CAPE CANAVERAL, Fla. - NASA's massive transport vehicle hauling the Atlantis orbiter towards a storm shelter stopped in its tracks Tuesday and once more headed back to its Florida launch pad in an unprecedented move.
"We are going back to the pad," NASA KSC spokesperson Bruce Buckingham said shortly before 3:00 p.m. EDT (1900 GMT). "We expect to be back there in about five hours."
The announcement came about five hours after top shuttle officials gave the word to move Atlantis into reinforced shelter inside NASA's 52-story Vehicle Assembly Building (VAB) - known as a rollback - to weather high winds from Tropical Storm Ernesto. Ernesto was expected to pass within 15 nautical miles (27 miles) of Atlantis' Pad 39B launch site sporting wind speeds in excess of 40 knots (46 miles per hour).
"It does not make sense to fool with Mother Nature," said Wayne Hale, NASA's shuttle program manager, in a Tuesday teleconference before Atlantis changed course. "You want to do what is safe and we decided it would be most prudent to go back to the barn and wait it out there."
But Atlantis, which has been delayed from a planned Aug. 27 launch to the International Space Station (ISS), was midway though its 4.2-mile trek to the VAB when its crawler transport stopped, then slowly began reversing direction on course for the launch pad.

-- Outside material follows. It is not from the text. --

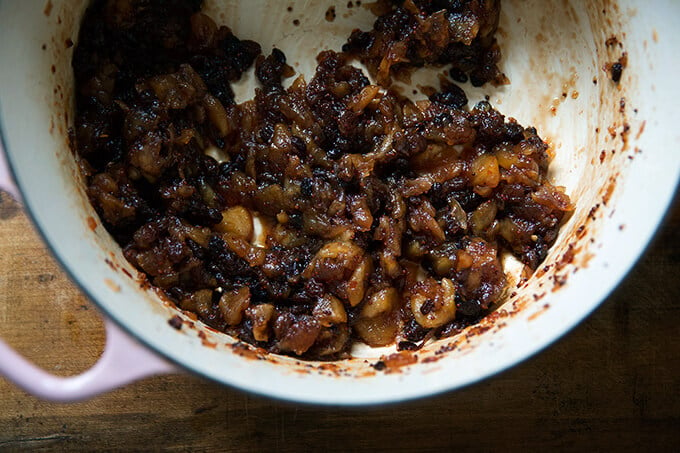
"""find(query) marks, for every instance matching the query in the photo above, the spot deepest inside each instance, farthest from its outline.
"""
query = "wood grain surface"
(613, 384)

"Note even in Apollo did we do that," NASA spokesperson Bill Johnson said of Atlantis' rollback reversal.
A NASA press briefing to discuss Atlantis' return to the launch pad is slated to begin here at KSC by 4:30 p.m. EDT (2030 GMT).
Earlier today, Atlantis' STS-115 crew - commanded by veteran shuttle astronaut Brent Jett - left KSC and returned to NASA's Johnson Space Center (JSC) in Houston, Texas for additional training. But a JSC spokesperson told SPACE.com that the six STS-115 astronauts had not been taken out of quarantine, in which they have only limited access to family and friends to avoid sickness before launch.

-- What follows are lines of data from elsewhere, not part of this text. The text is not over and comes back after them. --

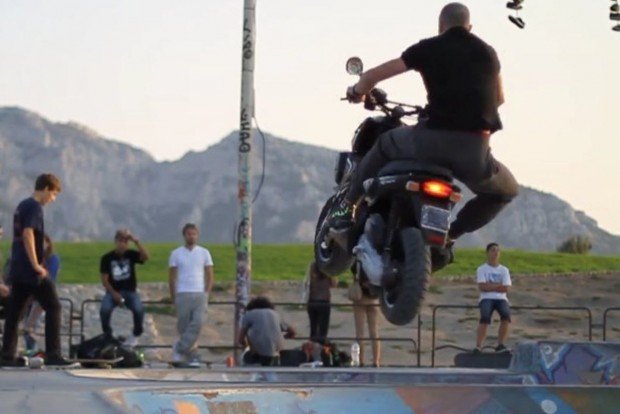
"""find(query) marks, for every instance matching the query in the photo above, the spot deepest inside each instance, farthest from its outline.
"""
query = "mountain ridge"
(109, 184)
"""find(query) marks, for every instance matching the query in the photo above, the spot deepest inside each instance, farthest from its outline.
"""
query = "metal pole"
(244, 231)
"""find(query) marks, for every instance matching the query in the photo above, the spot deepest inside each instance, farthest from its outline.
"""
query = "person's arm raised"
(386, 70)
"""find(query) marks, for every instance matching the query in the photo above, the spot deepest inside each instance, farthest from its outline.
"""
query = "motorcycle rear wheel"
(412, 259)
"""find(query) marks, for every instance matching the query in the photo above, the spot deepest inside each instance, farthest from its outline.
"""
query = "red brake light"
(437, 188)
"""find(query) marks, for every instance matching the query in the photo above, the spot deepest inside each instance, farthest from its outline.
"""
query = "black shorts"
(487, 306)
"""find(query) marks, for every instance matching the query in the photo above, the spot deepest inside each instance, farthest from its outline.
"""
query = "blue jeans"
(132, 302)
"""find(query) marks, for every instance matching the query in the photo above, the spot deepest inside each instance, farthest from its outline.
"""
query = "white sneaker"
(176, 356)
(132, 341)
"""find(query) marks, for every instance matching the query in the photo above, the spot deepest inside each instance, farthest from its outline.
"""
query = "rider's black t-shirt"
(28, 214)
(460, 72)
(121, 268)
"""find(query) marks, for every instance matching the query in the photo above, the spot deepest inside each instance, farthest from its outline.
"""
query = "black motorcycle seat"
(409, 166)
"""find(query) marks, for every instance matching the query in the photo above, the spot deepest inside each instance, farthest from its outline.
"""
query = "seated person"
(262, 330)
(118, 276)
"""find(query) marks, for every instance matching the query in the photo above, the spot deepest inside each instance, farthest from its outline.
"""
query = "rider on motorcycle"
(462, 79)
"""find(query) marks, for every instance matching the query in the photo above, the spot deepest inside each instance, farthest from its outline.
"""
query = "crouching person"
(190, 274)
(263, 332)
(118, 275)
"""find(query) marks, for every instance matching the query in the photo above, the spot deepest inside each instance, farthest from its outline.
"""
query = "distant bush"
(576, 244)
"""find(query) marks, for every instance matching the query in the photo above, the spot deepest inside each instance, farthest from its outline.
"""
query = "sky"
(165, 76)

Atlantis has been plagued by weather-related delays for its planned STS-115 space shot, a mission to resume ISS construction by delivering new solar arrays and truss segments to the ISS.
NASA's window to launch Atlantis extends through Sept. 7, when the space agency has said it would stand down to avoid launch and landing conflicts with ISS-bound Russian Soyuz spacecraft next month. If the agency fails to launch Atlantis by Sept. 7, the next firm opportunity to do so opens in late October.
Atlantis' launch pad return was prompted by updated forecasts for Tropical Storm Ernesto, which weakened as it entered the Florida Straits Tuesday morning.
"The storm has weakened and we will not exceed our wind requirements," Buckingham said.
NASA launch director Michael Leinbach said Monday that it would take at least eight days "give or take", once Atlantis returns to the launch pad, to again prime Atlantis for liftoff. That means the shuttle could make another launch attempt within its current window, if things go NASA's way.
Leinbach, NASA shuttle weather officer Kathy Winters and other mission managers have kept close tabs on Tropical Storm Ernesto.
When NBC reporter Jay Barbree asked Leinbach what he would do if, in fact, shuttle officials were able to stop Atlantis' rollback mid-stride and return to the launch pad, he answered with a mix of humor and cynicism.
"If that scenario played out, I'd buy you dinner, I'd buy Kathy dinner," Leinbach said. "That's so extraordinarily rare, that's way out there."